While the proposals for reform will facilitate the application of the Act and reduce the bureaucracy, some of the issues mentioned are not in the review (for example, lack of policing to ensure the Act is adhered to and consent to investigate capacity). Whether the MDDUS or other welfare groups will raise them is not yet known. If they are not raised, the proposed changes may only paper over the cracks. The deadline for feedback from the review of Part 5 and the date of the meeting of the British Medical Association – (the union for medical professionals) – was 30 June 2003. The responses are currently being collated and analysed. Hopefully, cognisance will be taken of the views of those who are asked to implement the Act, and alterations to the legislation will be forthcoming, allowing its noble aims to be achieved.

References:

  1. Hereafter referred to as “the Act” or “Adults with Incapacity Act”
  2. Which relates to medical treatment
  3. Adrian D. Ward Adult Incapacity (2003) p288 para 14-1.
  4. The primary motivation behind the Adults with Incapacity (Scotland) Act 2000 was not to revive the law surrounding medical treatment of incapacitated adults. Its remit was to tackle the law’s failure to meet the welfare and financial needs of adults with incapacity, to which medical treatment formed but a small part.
  5. Adults with Incapacity (Scotland) Act 2000 s.1(4)
  6. Used in para 2.4 of the code in reference to emergencies where it states: “It would also be good practice for the practitioner to make use, so far as is reasonable and practicable, of the procedures under Part 5 where this is without risk to the patient.” Also used in para 2.6 of the Code of Practice6 where it states: “The new authority should be used in every case where it is reasonable and practicable to do.”

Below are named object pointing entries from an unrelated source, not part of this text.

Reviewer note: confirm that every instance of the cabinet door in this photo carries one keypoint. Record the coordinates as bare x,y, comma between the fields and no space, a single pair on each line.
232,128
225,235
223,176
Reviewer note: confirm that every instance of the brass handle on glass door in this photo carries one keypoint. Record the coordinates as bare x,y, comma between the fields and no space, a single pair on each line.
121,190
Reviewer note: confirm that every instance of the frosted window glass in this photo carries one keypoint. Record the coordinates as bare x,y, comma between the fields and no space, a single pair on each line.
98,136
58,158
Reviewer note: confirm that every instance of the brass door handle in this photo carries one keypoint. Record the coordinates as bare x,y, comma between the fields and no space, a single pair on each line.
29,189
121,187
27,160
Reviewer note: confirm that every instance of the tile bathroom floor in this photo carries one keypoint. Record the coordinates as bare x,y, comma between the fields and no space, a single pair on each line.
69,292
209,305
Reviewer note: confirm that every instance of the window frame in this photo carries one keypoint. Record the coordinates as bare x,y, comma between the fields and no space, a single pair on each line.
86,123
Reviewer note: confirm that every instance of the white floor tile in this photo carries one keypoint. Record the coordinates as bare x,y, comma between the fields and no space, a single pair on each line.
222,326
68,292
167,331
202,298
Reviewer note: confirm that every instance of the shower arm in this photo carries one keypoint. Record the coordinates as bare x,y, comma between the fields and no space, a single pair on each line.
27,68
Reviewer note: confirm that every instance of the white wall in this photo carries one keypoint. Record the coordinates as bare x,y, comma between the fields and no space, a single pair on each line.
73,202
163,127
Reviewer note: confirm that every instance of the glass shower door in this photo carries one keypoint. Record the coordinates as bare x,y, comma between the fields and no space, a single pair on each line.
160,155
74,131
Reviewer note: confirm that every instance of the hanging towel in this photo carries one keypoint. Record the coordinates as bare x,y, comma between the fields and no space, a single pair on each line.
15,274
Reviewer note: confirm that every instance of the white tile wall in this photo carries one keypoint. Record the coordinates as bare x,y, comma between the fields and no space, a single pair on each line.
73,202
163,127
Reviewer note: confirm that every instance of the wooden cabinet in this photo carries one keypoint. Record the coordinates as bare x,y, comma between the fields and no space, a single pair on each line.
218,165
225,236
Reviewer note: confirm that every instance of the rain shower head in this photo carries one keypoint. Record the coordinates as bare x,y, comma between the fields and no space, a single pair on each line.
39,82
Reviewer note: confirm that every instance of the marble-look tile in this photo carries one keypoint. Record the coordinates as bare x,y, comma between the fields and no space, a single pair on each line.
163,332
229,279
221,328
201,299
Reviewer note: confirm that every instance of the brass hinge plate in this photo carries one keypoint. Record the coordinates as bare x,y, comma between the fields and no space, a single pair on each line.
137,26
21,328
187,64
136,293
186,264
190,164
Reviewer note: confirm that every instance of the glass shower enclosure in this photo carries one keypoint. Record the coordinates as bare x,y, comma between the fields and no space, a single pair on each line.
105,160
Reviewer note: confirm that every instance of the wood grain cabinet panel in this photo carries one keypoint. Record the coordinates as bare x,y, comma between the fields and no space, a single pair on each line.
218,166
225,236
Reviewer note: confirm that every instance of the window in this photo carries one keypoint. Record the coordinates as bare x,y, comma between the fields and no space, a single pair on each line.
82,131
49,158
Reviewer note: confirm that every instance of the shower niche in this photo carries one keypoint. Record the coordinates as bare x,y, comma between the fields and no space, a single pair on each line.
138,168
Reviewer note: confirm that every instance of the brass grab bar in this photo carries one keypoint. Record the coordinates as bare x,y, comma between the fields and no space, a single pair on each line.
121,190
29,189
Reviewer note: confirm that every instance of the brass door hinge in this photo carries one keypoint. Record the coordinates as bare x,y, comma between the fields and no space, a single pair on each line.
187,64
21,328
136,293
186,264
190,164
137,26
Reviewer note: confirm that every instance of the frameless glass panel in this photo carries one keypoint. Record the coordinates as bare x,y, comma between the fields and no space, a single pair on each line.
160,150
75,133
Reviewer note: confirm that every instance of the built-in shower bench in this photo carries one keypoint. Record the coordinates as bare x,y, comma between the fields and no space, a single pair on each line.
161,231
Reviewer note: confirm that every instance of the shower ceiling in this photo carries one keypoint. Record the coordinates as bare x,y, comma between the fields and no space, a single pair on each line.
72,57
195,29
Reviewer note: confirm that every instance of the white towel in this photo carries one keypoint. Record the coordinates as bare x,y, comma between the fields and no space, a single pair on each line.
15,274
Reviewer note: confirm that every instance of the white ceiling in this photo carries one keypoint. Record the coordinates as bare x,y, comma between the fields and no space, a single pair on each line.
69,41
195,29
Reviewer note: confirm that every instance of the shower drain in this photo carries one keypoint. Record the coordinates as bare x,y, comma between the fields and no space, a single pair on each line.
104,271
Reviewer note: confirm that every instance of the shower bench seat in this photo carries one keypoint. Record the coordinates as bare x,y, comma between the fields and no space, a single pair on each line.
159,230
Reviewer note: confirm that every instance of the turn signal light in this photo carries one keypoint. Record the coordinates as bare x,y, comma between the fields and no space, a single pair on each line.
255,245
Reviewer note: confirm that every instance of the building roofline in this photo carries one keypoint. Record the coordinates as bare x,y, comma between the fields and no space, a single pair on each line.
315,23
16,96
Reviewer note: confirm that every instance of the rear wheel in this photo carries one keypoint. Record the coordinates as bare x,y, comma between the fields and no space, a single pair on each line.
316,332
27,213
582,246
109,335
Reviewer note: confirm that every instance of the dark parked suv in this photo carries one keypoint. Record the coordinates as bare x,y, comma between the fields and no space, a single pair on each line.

  7. Adults with Incapacity (Scotland) Act 2000 s.1 (4)
  8. Adults with Incapacity (Scotland) Act 2000 s.47 (1)
  9. Scottish Executive “Adults with Incapacity (Scotland) Act 2000 Code of Practice: For persons authorised to carry out medical treatment or research under Part 5”. 2002 para 2.8
  10. Dr J Beaton General Practitioner in Troon – leading the GP rebellion over Part 5
  11. Dr J Beaton (2002) “200 doctors threaten to strike action as BMA joins call to change law” Sunday Herald, 20 October 2002
  12. Dr Jason Twinn (2002) “GPs urged to break law; Angry doctors call for action against ‘unworkable’ ruling” Daily Mail, 12 September 2002
  13. ibid
  14. ibid para 2.13
  15. Scottish Executive (2003) “Adults with Incapacity (Scotland) Act 2000: Review of Code of Practice of Practice For Part 5 – Medical Treatment and Research – And Related Issues” para 2.9
  16. Scottish Executive (2003) Adults with Incapacity (Scotland) Act 2000: Review of Part 5 Code of Practice – Medical Treatment and Research
  17. Scottish Law Commission Report on “Incapable Adults” (N.0 151) 1995 Part 5 p 1
  18. Section 83 is discussed in Chapter Two, para 10.2
  19. Taken from my discussions with Dr Gilmartin from the MDDUS, April 2003.